Joost Mulder, 31 anos, conhece todos os arcanos. Durante 5 anos, o elegante holandês trabalhou [ou seja “atuou para influenciar”] o aparelho legislativo de Bruxelas por conta de organismos financeiros. Fazer intriga nos bastidores da Comissão, do Parlamento e dos Conselhos de Ministros dos 27 era o seu ganha-pão. Falando 4 línguas e a par de tudo o que se passa, este homem mexe-se facilmente nos meandros da política de Bruxelas – um lobista tal e qual o imaginamos.
Num dia, ele e os seus colegas inviabilizam iniciativas parlamentares, noutro, convencem os funcionários de Bruxelas a introduzirem disposições “explosivas” a um anteprojeto de lei para organizarem um escudo de barreiras múltiplas e – aparentemente – independentes umas das outras. E quando um irritante parágrafo não conseguiu ser suprimido pela Comissão ou pelo Parlamento, constitui-se uma minoria de bloqueio no Conselho. “‘Pague-me 10.000 euros de honorários e encarrego-me de meter a sua posição na ordem do dia do Conselho de Ministros’. É este o género de promessas que os lobistas fazem aos seus clientes”, afirma Joost Mulder.

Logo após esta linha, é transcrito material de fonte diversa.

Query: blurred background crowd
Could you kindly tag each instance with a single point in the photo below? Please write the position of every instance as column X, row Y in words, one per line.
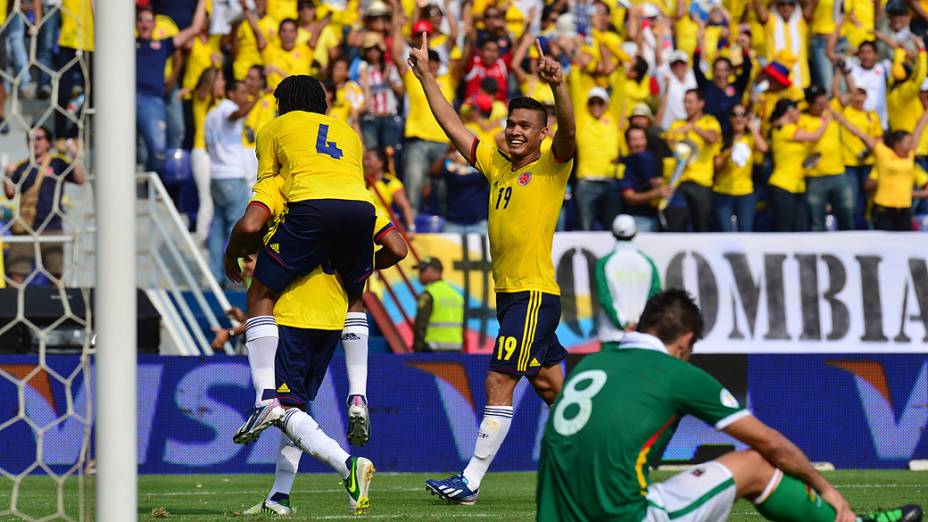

Mas as coisas podem mudar. Porque Joost Mulder mudou de campo. No ano passado, quando os lóbis financeiros chegaram ao ponto de “fazerem pressão sobre os governos ameaçando retirar capitais e suprimir empregos, fartei-me”, conta ele. “Making finance serve the society”, “Pôr a finança ao serviço da sociedade”, podemos ler agora no cartão-de-visita de Joost Mulder, atualmente responsável pelas relações externas de uma ONG chamada Finance Watch.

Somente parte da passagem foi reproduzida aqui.